The City of Ludington  was founded through the enterprise of many lumber barons, and they began to build their impressive residences along the east side of the main street on what was later named Ludington Avenue. The City was incorporated in 1873 and Charles E. Resseguie served as its first mayor. Thus when the boundaries of the city first expanded commensurate with its growth, it incorporated the area east of the central business district in what was designated the Resseguie Addition. The East Ludington Historic District includes the residences of numerous prominent lumber barons: Antoine E. Cartier, 501 E. Ludington Avenue; Marshal Butters, 509 E. Ludington Avenue; Emery D. Weimer, 510 E. Ludington Avenue; Wilmer T. Culver, 701 E. Ludington Avenue; James Foley, 702 E. Ludington Avenue, and Daniel Goodenough, 706 E. Ludington Avenue. The downtown business district and this residential area are linked by several historic public buildings: the U.S. Post Office, the Ludington District Library (an original Carnegie Library), and the Mason County Courthouse, which is on the State and National Historic Register. In short, the commercial district, the seat of county government, and the residences of the movers and shakers of the community were all in close proximity. The north and south alleyways are the linear boundaries with the buildings facing East Ludington Avenue. Staffon Street designates the far eastern boundary with the remaining concentration of historic homes at that point. Harrison Street intersects East Ludington Avenue and marks the western boundary of the East Ludington Historic District where the commercial district of downtown Ludington begins.

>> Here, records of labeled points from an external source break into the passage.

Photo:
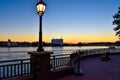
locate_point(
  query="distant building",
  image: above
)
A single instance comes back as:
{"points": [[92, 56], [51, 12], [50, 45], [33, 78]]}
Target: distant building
{"points": [[57, 42]]}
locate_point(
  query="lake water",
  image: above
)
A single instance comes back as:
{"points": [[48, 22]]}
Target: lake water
{"points": [[22, 52]]}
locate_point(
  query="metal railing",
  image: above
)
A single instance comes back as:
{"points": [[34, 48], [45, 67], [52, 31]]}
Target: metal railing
{"points": [[58, 61], [12, 68]]}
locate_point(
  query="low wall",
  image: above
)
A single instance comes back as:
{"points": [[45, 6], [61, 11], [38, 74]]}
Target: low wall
{"points": [[61, 72]]}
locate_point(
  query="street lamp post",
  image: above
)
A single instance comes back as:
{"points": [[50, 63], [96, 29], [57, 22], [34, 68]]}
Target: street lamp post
{"points": [[41, 7]]}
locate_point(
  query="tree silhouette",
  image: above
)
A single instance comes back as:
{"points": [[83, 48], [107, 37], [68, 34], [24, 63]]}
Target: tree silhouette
{"points": [[117, 23]]}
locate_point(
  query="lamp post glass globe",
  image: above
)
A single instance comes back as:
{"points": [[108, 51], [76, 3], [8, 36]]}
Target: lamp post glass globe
{"points": [[41, 7]]}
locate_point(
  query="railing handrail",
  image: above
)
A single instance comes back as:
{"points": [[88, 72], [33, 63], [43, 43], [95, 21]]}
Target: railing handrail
{"points": [[3, 61]]}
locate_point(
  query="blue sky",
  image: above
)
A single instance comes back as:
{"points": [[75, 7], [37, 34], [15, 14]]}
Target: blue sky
{"points": [[73, 20]]}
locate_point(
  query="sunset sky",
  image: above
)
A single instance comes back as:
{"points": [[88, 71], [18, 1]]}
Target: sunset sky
{"points": [[73, 20]]}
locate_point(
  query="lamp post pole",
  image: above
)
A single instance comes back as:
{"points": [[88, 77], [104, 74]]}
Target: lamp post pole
{"points": [[41, 6], [40, 45]]}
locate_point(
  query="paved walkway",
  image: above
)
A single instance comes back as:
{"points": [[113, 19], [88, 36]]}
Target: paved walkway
{"points": [[94, 69]]}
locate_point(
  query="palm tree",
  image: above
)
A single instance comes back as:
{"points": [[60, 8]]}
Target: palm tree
{"points": [[117, 23]]}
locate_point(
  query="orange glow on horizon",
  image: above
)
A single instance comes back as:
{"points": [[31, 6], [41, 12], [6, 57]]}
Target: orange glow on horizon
{"points": [[68, 39]]}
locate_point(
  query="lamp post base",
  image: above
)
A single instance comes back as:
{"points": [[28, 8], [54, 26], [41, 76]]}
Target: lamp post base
{"points": [[40, 49]]}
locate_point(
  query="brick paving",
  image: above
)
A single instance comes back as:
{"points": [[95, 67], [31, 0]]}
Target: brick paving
{"points": [[95, 69]]}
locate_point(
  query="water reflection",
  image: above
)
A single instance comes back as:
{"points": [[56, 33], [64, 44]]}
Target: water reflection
{"points": [[22, 52]]}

The City of Ludington  is located in Mason County on the western edge of Michigan's Lower Peninsula. Nestled on the eastern shore of Lake Michigan, Ludington's proximity to incredible natural beauty and numerous recreational opportunities, combined with its historic small-town charm, create a unique atmosphere that is cherished by residents and visitors alike. While much of the City's land area is developed for a variety of residential, commercial, and industrial uses, its natural resources provide important quality of life, ecological, and economic benefits and must be carefully considered when planning for the future.
Ludington's history, including roots in Michigan's lumber, shipping, and railroad industries, has helped shape a cultural identity that makes the community a desirable place to live and visit. The City's ties to its past and its waterfront, beaches, and public lands have supported a significant tourism industry for many decades.
Prior to European settlement, the Ludington area was inhabited by a number of North American Indian tribes. In 1675, an early explorer and missionary, Jacques Marquette, made the first known European contact at Ludington's location. Pere Marquette Lake was named after the traveler and a memorial currently marks the location of his death on Buttersville Peninsula.
The Ludington area's dense hardwood and pine forests and natural harbor made the location ideal for the logging industry. Formerly called The Village of Pere Marquette, Ludington was platted in 1867 by Milwaukee lumberman James Ludington. The town served as a shipping center for West Michigan lumber. In 1874, the Flint&Pere Marquette Railway reached Ludington, bringing the city into the heyday of the lumber industry and making it home to the world's largest carferry fleet. Lumber barons built grandiose mansions that still line Ludington Avenue today, many of which have been converted to bed and breakfasts or office uses.
Ludington became the Mason County seat in 1873, when county offices were moved from the now-vanished village of Lincoln. At that time, Ludington was the county's most prosperous settlement.The Mason County Courthouse was erected in 1893-94. Grand Rapids architect Sidney J. Osgood designed the Richardsonian Romanesque structure, which was built of Jacobsville sandstone from the Upper Peninsula. The courthouse is listed in the National Register of Historic Places.